The key components are:
Feature Extraction: The framework derives content (linguistic) embedding, speaker embedding, pitch contour, and duration information from the input audio signal.
Synthesizer Model: The synthesizer reconstructs the mel-spectrogram from the extracted features, with intermediate modules to predict the pitch and duration.
Iterative Refinement using Self Transformations: To train an effective voice conversion model, the authors propose a strategy that utilizes the synthesizer itself to generate diverse voice-converted transformations of the input audio. At each training iteration, the current state of the synthesizer is used to transform the content embedding, and the model is updated to reconstruct the original audio from this self-transformed input.

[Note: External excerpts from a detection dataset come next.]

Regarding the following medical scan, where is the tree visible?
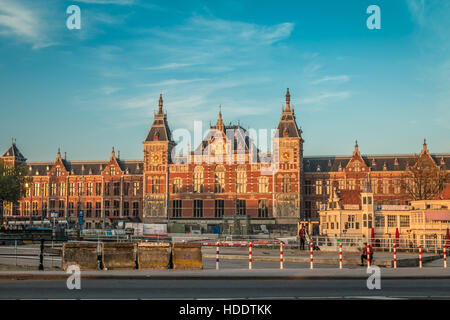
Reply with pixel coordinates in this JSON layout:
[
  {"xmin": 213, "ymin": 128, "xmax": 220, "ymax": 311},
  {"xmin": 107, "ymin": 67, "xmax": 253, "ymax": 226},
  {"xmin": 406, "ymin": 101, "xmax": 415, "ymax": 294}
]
[
  {"xmin": 0, "ymin": 160, "xmax": 31, "ymax": 224},
  {"xmin": 401, "ymin": 158, "xmax": 450, "ymax": 200}
]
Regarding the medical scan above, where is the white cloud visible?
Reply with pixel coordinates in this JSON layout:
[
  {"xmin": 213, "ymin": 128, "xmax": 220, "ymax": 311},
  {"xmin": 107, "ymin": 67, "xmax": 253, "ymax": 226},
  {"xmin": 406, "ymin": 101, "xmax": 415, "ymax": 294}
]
[{"xmin": 311, "ymin": 75, "xmax": 350, "ymax": 84}]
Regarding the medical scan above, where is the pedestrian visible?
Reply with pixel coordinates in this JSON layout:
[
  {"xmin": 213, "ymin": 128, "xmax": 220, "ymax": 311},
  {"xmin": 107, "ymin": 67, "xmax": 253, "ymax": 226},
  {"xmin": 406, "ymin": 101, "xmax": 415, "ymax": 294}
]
[
  {"xmin": 298, "ymin": 225, "xmax": 305, "ymax": 250},
  {"xmin": 361, "ymin": 242, "xmax": 373, "ymax": 266}
]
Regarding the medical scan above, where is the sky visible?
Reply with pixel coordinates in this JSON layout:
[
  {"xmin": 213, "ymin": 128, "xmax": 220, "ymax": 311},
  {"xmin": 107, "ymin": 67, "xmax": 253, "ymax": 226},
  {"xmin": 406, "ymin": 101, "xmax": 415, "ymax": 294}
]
[{"xmin": 0, "ymin": 0, "xmax": 450, "ymax": 161}]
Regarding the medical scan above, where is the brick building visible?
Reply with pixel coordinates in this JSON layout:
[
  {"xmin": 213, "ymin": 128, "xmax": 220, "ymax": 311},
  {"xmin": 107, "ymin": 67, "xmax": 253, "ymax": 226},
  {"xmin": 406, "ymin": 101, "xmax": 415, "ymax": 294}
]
[{"xmin": 0, "ymin": 89, "xmax": 450, "ymax": 232}]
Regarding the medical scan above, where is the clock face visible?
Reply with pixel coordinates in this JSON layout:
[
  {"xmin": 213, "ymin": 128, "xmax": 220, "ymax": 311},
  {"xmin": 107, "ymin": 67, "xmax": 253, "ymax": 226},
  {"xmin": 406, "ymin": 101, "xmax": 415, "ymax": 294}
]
[{"xmin": 151, "ymin": 152, "xmax": 161, "ymax": 163}]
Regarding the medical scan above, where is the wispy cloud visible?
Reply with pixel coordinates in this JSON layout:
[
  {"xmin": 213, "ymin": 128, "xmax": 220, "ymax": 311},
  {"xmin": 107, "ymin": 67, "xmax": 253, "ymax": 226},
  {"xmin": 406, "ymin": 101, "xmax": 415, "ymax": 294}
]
[{"xmin": 311, "ymin": 75, "xmax": 350, "ymax": 84}]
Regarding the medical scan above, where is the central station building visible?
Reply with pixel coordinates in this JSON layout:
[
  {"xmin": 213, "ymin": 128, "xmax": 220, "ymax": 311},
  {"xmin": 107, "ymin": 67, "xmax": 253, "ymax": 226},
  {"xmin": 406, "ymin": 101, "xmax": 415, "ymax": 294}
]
[{"xmin": 0, "ymin": 89, "xmax": 450, "ymax": 233}]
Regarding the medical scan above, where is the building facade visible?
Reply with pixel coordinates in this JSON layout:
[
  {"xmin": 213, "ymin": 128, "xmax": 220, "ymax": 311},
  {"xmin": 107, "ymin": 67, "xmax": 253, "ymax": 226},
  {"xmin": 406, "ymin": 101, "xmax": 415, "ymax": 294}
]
[{"xmin": 1, "ymin": 89, "xmax": 450, "ymax": 233}]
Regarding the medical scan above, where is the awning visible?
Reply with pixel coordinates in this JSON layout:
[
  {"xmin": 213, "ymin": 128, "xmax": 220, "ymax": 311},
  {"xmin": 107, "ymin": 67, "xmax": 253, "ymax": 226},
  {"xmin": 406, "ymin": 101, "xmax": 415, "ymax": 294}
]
[{"xmin": 425, "ymin": 210, "xmax": 450, "ymax": 221}]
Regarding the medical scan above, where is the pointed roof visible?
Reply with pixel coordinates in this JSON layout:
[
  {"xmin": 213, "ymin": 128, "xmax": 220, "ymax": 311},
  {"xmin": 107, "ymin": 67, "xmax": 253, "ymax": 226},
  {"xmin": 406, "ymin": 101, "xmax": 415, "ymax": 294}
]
[
  {"xmin": 144, "ymin": 94, "xmax": 172, "ymax": 142},
  {"xmin": 277, "ymin": 88, "xmax": 301, "ymax": 138},
  {"xmin": 2, "ymin": 140, "xmax": 27, "ymax": 161}
]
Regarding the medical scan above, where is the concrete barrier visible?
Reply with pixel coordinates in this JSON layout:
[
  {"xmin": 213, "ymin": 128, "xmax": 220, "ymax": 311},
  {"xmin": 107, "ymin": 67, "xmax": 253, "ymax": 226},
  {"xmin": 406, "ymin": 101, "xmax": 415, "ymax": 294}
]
[
  {"xmin": 102, "ymin": 242, "xmax": 136, "ymax": 270},
  {"xmin": 172, "ymin": 243, "xmax": 203, "ymax": 270},
  {"xmin": 62, "ymin": 242, "xmax": 98, "ymax": 270},
  {"xmin": 137, "ymin": 242, "xmax": 170, "ymax": 270}
]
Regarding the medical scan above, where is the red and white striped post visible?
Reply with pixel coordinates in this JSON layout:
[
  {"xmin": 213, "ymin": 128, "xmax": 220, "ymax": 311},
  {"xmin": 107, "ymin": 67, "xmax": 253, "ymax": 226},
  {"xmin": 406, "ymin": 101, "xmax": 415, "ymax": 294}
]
[
  {"xmin": 216, "ymin": 241, "xmax": 219, "ymax": 270},
  {"xmin": 394, "ymin": 243, "xmax": 397, "ymax": 269},
  {"xmin": 419, "ymin": 245, "xmax": 422, "ymax": 268},
  {"xmin": 444, "ymin": 244, "xmax": 447, "ymax": 268},
  {"xmin": 248, "ymin": 242, "xmax": 252, "ymax": 270},
  {"xmin": 280, "ymin": 242, "xmax": 283, "ymax": 269}
]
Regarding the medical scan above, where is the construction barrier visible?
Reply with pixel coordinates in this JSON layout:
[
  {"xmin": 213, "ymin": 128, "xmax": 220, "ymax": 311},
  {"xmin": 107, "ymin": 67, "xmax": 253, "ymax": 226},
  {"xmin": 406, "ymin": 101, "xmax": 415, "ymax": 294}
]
[
  {"xmin": 62, "ymin": 242, "xmax": 101, "ymax": 270},
  {"xmin": 102, "ymin": 242, "xmax": 136, "ymax": 270},
  {"xmin": 137, "ymin": 242, "xmax": 170, "ymax": 270},
  {"xmin": 172, "ymin": 243, "xmax": 203, "ymax": 270}
]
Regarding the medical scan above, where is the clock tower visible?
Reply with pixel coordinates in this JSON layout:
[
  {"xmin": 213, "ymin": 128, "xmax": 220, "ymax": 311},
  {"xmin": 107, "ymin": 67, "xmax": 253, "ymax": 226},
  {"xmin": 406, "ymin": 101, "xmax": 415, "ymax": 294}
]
[
  {"xmin": 272, "ymin": 88, "xmax": 304, "ymax": 225},
  {"xmin": 143, "ymin": 95, "xmax": 175, "ymax": 222}
]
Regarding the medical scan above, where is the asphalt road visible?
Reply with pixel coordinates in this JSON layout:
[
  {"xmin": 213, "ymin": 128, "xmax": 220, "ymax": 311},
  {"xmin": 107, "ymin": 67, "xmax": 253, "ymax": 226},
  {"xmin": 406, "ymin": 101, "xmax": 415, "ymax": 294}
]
[{"xmin": 0, "ymin": 279, "xmax": 450, "ymax": 299}]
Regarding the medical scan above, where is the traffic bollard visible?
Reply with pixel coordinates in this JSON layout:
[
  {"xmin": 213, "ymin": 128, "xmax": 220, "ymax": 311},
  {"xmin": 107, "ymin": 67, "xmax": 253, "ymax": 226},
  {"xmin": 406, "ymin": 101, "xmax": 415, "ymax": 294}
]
[
  {"xmin": 216, "ymin": 241, "xmax": 219, "ymax": 270},
  {"xmin": 444, "ymin": 244, "xmax": 447, "ymax": 268}
]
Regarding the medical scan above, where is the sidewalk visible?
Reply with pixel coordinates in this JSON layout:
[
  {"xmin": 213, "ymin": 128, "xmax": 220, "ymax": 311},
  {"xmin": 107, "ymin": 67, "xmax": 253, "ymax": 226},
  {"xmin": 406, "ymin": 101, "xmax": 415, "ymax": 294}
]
[{"xmin": 0, "ymin": 267, "xmax": 450, "ymax": 281}]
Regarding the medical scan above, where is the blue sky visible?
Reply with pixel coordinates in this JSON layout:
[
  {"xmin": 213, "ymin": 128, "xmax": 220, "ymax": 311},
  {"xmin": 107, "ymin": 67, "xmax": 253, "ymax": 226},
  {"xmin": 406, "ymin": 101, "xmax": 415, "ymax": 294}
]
[{"xmin": 0, "ymin": 0, "xmax": 450, "ymax": 160}]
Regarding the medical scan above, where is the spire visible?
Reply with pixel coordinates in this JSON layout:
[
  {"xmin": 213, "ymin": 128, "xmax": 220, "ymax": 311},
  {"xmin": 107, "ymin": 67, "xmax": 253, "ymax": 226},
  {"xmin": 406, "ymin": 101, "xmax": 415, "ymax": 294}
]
[
  {"xmin": 216, "ymin": 105, "xmax": 224, "ymax": 131},
  {"xmin": 286, "ymin": 88, "xmax": 291, "ymax": 111},
  {"xmin": 158, "ymin": 93, "xmax": 163, "ymax": 114}
]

The authors demonstrate that incorporating self-synthesized transformations during training leads to significant improvements in speaker similarity metrics compared to using only heuristic transformations. SelfVC achieves state-of-the-art results in zero-shot voice conversion for English and outperforms prior approaches in cross-lingual voice conversion tasks.
Stats
The Conformer-SSL model used as the content encoder is pretrained on 56k hours of unlabelled English speech from the LibriLight dataset.
The mel-spectrogram synthesizer and HiFiGAN vocoder are trained on the train-clean-360 subset of the LibriTTS dataset, which contains 360 hours of speech from 904 speakers.
Quotes
"To expand on the heuristic set of transforms, we propose to utilize the synthesizer model itself to generate a voice-converted variation of a given utterance."
"SelfVC achieves SOTA results in zero-shot voice conversion for English and can be easily scaled to multiple languages in a text-free manner, outperforming prior approaches in cross-lingual voice conversion."